Three years and hundreds of thousands of dollars later, I was still in the midst of a hellish divorce.

The arbitrator we hired had proved incompetent, corrupt or both; a series of lawyers failed to help me; and in my ex’s case, one lawyer expertly drained him of both sense and money, dragging out the process out by any means possible. As for my ex (I call him my “wusband”), he had transformed, throughout our divorce, into someone I barely recognized, someone whose vindictive and bizarre behaviour would have appalled the trustworthy and reasonable man I knew for three decades. What went wrong? What could we have done differently? Which services and experts could have helped us avoid this mess, and which should we have avoided? I spoke with many women and men who had come through complicated, expensive divorces, and who wished they could start the process over with all the knowledge of hindsight.

 

I realized how many more people needed unbiased information and needed it urgently.

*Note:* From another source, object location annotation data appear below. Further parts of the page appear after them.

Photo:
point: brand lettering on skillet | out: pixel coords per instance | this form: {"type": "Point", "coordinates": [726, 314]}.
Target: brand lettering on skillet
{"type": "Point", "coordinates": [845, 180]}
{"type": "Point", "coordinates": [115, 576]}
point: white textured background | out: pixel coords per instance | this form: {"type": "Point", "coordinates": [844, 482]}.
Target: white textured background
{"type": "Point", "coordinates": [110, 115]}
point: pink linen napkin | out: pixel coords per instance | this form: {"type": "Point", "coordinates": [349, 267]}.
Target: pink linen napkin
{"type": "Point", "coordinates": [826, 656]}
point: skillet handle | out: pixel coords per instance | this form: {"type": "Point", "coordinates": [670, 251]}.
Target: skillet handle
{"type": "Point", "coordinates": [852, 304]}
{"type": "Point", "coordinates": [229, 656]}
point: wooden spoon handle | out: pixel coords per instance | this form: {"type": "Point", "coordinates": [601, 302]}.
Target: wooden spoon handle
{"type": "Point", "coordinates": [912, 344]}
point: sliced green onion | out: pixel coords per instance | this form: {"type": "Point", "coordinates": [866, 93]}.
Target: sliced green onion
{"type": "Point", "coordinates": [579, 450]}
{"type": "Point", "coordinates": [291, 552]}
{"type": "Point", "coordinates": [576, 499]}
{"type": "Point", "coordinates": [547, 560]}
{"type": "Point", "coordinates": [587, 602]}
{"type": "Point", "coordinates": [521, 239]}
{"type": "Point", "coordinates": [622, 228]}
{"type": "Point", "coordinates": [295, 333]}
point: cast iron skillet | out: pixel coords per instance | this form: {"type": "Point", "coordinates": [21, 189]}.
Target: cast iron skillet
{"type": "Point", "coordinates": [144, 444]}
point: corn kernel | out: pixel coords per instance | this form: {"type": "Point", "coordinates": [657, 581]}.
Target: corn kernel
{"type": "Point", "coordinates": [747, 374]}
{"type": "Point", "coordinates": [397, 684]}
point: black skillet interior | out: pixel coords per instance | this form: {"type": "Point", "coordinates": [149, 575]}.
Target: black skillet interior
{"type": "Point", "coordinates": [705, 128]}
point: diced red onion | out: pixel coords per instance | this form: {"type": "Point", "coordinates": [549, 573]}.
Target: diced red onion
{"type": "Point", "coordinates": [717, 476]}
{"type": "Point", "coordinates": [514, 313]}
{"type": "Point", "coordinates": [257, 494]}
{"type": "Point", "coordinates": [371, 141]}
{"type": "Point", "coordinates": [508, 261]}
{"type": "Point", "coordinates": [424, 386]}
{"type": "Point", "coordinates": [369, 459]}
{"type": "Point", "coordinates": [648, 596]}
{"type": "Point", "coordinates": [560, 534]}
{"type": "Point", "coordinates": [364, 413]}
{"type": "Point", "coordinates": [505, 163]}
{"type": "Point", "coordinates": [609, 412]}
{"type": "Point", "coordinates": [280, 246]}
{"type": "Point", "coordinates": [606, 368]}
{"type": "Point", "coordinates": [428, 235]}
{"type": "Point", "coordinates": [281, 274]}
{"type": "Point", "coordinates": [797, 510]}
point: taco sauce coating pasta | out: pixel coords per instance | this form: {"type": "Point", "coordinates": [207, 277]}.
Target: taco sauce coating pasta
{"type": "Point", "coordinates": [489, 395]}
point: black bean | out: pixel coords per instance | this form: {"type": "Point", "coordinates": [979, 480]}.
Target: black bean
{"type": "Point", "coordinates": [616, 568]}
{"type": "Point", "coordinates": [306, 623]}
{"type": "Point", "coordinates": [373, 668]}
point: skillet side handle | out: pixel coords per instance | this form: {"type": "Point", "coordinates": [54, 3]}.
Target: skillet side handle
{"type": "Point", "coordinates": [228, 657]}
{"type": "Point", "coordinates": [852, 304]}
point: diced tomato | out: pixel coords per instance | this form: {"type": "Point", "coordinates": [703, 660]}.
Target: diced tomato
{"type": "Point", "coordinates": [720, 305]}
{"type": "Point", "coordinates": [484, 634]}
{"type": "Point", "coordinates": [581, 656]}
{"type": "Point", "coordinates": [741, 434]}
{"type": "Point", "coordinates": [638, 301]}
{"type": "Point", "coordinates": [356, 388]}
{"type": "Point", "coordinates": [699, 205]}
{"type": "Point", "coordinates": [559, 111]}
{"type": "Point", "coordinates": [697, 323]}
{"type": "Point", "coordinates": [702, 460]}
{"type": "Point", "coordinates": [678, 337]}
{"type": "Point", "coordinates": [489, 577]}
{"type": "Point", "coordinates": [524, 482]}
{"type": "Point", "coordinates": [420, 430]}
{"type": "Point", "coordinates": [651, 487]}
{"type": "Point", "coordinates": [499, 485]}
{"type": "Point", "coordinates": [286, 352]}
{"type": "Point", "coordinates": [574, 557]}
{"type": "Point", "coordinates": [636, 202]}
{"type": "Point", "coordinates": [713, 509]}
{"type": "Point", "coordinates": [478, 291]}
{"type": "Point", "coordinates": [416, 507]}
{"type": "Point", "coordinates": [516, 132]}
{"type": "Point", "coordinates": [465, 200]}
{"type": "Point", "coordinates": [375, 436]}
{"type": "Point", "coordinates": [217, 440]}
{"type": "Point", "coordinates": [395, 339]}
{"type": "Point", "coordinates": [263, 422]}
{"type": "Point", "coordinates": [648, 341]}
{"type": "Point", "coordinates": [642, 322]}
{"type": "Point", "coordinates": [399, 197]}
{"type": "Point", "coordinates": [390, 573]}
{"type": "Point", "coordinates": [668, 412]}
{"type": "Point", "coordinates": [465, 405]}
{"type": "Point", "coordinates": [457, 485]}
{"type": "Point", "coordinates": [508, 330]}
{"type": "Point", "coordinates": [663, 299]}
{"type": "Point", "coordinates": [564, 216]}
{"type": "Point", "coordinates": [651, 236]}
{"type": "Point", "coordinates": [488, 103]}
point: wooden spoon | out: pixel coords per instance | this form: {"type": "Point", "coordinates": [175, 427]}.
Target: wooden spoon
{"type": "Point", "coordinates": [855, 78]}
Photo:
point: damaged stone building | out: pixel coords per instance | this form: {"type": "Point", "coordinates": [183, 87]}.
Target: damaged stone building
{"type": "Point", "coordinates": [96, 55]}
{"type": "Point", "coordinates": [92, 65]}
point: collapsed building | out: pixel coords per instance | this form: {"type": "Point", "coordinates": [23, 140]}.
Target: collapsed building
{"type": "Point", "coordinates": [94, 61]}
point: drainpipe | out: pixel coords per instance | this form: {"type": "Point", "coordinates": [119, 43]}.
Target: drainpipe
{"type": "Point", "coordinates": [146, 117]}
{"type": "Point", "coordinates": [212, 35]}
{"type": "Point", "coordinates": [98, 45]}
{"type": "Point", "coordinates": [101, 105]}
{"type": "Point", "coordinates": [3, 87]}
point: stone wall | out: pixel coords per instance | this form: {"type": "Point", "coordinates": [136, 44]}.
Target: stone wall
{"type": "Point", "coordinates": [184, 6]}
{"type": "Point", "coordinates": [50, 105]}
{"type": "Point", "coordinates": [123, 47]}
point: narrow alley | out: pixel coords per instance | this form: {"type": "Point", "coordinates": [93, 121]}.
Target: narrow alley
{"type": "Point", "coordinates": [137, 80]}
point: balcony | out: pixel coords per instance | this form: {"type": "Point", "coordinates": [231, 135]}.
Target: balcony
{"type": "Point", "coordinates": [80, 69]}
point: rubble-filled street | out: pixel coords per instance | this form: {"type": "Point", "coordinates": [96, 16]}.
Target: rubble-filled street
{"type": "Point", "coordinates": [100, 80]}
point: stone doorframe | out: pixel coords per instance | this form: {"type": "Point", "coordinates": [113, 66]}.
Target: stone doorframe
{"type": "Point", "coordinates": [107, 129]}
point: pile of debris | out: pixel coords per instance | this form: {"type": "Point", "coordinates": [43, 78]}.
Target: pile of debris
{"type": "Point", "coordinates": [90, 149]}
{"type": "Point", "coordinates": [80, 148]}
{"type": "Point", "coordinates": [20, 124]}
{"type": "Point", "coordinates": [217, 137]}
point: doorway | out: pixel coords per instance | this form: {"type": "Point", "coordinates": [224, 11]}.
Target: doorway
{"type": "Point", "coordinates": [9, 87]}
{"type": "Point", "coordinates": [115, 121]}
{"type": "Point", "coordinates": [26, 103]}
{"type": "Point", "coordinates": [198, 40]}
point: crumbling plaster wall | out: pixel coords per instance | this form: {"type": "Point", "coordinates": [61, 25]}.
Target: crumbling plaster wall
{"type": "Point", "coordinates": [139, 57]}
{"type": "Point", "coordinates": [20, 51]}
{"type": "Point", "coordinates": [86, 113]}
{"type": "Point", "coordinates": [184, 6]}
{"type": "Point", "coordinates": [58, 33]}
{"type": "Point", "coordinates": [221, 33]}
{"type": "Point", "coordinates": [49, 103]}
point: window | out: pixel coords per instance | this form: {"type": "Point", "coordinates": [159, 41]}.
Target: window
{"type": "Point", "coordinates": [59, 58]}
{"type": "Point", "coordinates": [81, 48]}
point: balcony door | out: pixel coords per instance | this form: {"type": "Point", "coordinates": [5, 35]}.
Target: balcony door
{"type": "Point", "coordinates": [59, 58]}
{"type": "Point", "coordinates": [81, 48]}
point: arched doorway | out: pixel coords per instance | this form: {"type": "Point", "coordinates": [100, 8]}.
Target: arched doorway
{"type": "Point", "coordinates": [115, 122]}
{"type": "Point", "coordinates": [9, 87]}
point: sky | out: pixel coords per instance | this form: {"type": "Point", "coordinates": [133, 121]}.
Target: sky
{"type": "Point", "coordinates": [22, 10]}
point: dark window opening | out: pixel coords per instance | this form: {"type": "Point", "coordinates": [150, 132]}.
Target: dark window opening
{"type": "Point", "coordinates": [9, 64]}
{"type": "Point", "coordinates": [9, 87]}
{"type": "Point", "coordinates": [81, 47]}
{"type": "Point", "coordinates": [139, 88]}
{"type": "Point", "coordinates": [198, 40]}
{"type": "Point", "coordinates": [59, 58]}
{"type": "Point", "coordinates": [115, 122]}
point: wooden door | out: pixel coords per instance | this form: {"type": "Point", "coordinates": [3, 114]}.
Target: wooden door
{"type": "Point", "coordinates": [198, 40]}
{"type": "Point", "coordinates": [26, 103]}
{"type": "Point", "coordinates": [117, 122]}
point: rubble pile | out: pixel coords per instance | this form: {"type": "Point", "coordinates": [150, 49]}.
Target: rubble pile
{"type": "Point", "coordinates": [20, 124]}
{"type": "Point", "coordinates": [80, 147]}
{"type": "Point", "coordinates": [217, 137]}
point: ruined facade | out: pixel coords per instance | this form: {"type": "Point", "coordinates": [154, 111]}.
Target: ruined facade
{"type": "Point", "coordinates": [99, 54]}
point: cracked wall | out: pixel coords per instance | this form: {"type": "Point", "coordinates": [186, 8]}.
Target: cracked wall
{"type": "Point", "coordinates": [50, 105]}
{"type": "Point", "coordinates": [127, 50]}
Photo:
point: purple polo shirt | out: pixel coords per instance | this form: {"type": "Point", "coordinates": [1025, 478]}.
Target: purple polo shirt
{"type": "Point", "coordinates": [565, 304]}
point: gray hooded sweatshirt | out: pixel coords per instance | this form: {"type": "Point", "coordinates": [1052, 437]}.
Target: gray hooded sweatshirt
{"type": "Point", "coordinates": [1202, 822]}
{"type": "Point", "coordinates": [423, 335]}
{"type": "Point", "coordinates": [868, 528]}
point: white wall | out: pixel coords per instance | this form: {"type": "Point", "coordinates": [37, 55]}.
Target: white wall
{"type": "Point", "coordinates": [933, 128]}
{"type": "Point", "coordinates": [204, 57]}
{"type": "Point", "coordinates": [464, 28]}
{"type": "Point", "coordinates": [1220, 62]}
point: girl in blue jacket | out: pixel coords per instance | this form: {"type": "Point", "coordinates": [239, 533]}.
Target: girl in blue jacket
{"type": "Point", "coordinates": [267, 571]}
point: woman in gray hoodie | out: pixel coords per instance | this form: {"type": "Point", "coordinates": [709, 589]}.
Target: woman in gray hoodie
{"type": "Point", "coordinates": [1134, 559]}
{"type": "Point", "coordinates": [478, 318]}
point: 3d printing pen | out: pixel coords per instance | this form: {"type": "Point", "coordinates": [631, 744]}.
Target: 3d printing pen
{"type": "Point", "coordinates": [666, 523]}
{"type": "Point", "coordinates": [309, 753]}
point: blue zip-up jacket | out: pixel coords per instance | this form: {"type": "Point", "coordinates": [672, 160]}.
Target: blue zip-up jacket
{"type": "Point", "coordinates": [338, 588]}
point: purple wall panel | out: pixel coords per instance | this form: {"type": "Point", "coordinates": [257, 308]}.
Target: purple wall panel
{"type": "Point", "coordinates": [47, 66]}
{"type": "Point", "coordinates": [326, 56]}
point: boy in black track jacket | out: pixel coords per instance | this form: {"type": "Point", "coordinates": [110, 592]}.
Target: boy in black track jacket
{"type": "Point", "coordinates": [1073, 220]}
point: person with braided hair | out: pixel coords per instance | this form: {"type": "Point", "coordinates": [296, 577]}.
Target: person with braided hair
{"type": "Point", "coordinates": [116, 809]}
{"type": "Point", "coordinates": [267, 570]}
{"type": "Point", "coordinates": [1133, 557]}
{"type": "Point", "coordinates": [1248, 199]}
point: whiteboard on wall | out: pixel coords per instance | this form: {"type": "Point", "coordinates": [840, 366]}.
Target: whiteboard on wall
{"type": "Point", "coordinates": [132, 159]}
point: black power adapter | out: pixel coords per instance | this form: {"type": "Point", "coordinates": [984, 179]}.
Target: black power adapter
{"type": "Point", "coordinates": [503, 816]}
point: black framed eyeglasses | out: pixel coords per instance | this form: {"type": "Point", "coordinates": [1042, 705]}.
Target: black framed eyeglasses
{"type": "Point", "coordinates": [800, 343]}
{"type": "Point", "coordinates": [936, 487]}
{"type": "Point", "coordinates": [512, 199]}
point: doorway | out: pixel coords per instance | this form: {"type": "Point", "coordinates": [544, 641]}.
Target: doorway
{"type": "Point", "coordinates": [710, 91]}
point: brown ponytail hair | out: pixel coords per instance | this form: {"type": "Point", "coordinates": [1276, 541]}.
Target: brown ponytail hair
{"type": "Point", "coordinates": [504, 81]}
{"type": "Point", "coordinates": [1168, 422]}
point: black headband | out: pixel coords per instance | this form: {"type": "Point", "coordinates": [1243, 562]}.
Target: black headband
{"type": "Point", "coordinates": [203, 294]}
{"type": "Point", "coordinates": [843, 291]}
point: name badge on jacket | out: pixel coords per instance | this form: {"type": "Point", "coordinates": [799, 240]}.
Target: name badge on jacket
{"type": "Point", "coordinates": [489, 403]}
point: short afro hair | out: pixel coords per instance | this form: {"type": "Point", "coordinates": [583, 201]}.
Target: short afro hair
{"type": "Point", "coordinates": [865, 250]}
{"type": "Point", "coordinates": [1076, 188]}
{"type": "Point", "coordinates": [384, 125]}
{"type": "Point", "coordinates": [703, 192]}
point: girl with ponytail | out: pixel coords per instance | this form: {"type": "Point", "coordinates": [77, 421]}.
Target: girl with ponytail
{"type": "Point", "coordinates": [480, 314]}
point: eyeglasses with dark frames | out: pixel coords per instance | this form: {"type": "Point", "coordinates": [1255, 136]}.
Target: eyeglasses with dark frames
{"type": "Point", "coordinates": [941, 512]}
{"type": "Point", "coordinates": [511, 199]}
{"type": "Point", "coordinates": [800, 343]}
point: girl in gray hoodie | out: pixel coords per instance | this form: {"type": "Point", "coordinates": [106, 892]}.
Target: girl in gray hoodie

My name is Terry Allen, and I created Disrupt Divorce to help others avoid the emotional, legal, and financial lie in wait when we decide to end a marriage – to navigate divorce better than I did.

 

Today, I remain enmeshed in divorce proceedings. But rather than stand by helplessly, I choose to advocate for divorce that leaves hearts and minds, relationships, dignity, and finances intact. Every situation requires its own resolution, and whether you’re considering divorce or have already begun the process,

 

Disrupt Divorce aims to provide the information and support you need to make good decisions for yourself, your family, and your future.

 

 

ABOUT TERRY ALLEN



Terry Allen leads Pivotal Capital Advisory Group in Calgary. She previously represented various corporations and underwriters in financing transactions. She has worked as an independent financial advisor to companies and governments, and has held positions as a senior corporate banker. Terry founded Disrupt Divorce in 2018 to advocate for fair, efficient divorce in her city, province, country, and beyond.